Wimps, doing it in summer.
Schlick: Now this afternoon we’re going to shoot the scene where Scott gets off the boat on to the ice floe and he sees the lion and he fights it and kills it and the blood goes pssssssssshhh in slow motion.
Conger: But there aren’t any lions in the Antarctic.
Schlick: What?
Conger: There aren’t any lions in the Antarctic.
Schlick: You’re right. There are no lions in the Antarctic. That’s ridiculous! Whoever heard of a lion in the Antarctic? Right. Lose the lion.
McRettin: Got to keep the lion. It’s great!
Schlick: Lose the lion.
McRettin: Great. We’re losing the lion. Rewrite. Lose the lion everyone. That’s fantastic,
Scott: What’s this about our losing the lion?
Schlick: Well, Kirk, we thought perhaps we might lose the fight with the lion a little bit, Kirk, angel.
Scott: (loudly) Why?
Schlick: Well, Kirkie, doll, there are no lions in the Antarctic, baby.

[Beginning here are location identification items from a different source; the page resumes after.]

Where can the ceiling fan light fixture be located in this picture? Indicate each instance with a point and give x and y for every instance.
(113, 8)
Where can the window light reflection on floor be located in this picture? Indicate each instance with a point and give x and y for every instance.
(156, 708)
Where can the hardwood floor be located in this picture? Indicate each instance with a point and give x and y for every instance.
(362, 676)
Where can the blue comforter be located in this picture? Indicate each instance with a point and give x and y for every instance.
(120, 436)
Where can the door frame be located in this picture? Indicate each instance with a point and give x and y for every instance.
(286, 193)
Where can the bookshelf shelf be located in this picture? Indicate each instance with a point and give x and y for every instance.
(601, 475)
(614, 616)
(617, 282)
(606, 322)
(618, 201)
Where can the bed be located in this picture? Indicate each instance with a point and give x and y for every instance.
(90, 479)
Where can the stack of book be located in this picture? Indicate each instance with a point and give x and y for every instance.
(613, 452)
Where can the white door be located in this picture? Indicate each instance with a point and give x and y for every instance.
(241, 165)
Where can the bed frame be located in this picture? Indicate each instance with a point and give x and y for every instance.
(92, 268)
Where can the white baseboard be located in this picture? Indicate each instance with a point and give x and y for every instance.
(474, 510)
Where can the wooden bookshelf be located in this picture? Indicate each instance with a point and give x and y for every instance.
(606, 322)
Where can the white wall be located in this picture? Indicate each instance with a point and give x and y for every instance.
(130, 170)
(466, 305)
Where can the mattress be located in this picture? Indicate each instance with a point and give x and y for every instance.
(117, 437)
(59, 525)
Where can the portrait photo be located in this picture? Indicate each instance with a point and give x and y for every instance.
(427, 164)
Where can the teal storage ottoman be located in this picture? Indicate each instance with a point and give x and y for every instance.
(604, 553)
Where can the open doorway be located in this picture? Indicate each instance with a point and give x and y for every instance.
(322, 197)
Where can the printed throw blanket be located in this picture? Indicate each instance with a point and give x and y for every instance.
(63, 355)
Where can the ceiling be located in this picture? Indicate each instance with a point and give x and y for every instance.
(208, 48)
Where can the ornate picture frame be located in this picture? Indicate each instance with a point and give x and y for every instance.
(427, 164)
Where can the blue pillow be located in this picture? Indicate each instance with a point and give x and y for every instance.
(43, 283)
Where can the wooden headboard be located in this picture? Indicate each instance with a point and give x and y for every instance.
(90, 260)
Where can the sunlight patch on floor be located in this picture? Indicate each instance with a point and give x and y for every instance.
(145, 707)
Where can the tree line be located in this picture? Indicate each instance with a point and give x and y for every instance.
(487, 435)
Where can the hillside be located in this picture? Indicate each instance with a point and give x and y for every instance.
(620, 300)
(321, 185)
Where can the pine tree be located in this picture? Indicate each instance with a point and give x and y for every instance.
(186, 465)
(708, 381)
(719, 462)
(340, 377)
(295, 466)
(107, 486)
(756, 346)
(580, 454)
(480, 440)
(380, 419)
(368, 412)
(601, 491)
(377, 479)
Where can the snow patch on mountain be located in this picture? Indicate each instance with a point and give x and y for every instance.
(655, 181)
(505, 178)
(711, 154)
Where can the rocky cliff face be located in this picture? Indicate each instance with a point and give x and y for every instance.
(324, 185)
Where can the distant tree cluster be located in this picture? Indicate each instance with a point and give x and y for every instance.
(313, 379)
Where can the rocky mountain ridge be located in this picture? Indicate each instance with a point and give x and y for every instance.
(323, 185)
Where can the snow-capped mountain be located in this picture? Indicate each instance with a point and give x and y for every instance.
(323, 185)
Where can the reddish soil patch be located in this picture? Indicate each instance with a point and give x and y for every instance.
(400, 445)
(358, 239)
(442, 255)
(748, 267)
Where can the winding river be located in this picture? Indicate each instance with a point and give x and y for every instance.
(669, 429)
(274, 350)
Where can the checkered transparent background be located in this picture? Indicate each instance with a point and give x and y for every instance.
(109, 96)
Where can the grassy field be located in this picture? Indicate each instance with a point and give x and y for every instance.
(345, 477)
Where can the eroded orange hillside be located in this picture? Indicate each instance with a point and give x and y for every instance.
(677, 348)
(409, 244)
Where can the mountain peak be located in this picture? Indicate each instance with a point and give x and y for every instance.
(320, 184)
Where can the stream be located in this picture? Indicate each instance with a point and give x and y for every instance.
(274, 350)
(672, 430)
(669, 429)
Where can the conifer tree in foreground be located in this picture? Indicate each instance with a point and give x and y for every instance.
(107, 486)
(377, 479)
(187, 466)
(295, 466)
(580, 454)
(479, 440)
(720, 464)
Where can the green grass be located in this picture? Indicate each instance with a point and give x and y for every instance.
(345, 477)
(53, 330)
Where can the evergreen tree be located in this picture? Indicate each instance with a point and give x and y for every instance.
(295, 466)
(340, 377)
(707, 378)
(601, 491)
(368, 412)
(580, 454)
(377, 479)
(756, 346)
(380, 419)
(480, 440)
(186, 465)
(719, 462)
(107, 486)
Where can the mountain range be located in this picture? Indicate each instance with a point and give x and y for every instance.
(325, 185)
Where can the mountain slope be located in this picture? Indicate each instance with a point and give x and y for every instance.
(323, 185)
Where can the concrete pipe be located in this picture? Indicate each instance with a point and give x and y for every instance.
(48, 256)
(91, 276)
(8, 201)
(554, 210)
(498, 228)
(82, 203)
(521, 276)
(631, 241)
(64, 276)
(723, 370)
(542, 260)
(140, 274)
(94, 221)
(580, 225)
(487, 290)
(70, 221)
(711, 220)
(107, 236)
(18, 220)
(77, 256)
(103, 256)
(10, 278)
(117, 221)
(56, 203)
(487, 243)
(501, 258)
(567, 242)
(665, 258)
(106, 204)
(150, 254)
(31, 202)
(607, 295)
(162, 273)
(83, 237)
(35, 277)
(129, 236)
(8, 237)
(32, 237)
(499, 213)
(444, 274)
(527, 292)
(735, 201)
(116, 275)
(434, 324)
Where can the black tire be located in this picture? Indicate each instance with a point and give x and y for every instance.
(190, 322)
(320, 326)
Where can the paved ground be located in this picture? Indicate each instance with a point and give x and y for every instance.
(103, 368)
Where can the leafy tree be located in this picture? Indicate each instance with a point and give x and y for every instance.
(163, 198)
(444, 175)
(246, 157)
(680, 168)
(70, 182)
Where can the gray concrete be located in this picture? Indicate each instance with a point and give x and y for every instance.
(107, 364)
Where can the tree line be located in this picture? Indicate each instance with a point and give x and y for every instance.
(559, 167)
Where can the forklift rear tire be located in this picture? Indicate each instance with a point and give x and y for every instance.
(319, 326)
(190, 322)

Scott: (shouts) I get to fight the lion.
Schlick: It’d be silly.
Scott: Listen, I gotta fight the lion. That’s what that guy Scott’s all about. I know. I’ve studied him already.
Schlick: But why couldn’t you fight a penguin?
McRettin: Great! (falls over)
Scott: Fight a rotten penguin?
Schlick: It needn’t be a little penguin. It can be the biggest penguin you’ve ever seen. An electric penguin, twenty feet high, with long green tentacles that sting people, and you can stab it in the wings and the blood can go spurting psssssshhhh in slow motion.
Scott: The lion is in the contract.
Schlick: He fights the lion.
McRettin: Even better. Great. Have a drink. Lose the penguin. Stand by to shoot. (falls over)
Schlick: Where do they have lions?
Conger: Africa.
Schlick: That’s it. Scott’s in Africa. As many lions as we need.
McRettin: Great!
Schlick: He’s looking for a pole no one else knows about. That ties in with the sand. Right. Paint the sand yellow again. Okay, let’s get this show on the road. ‘Scott of the Sahara.’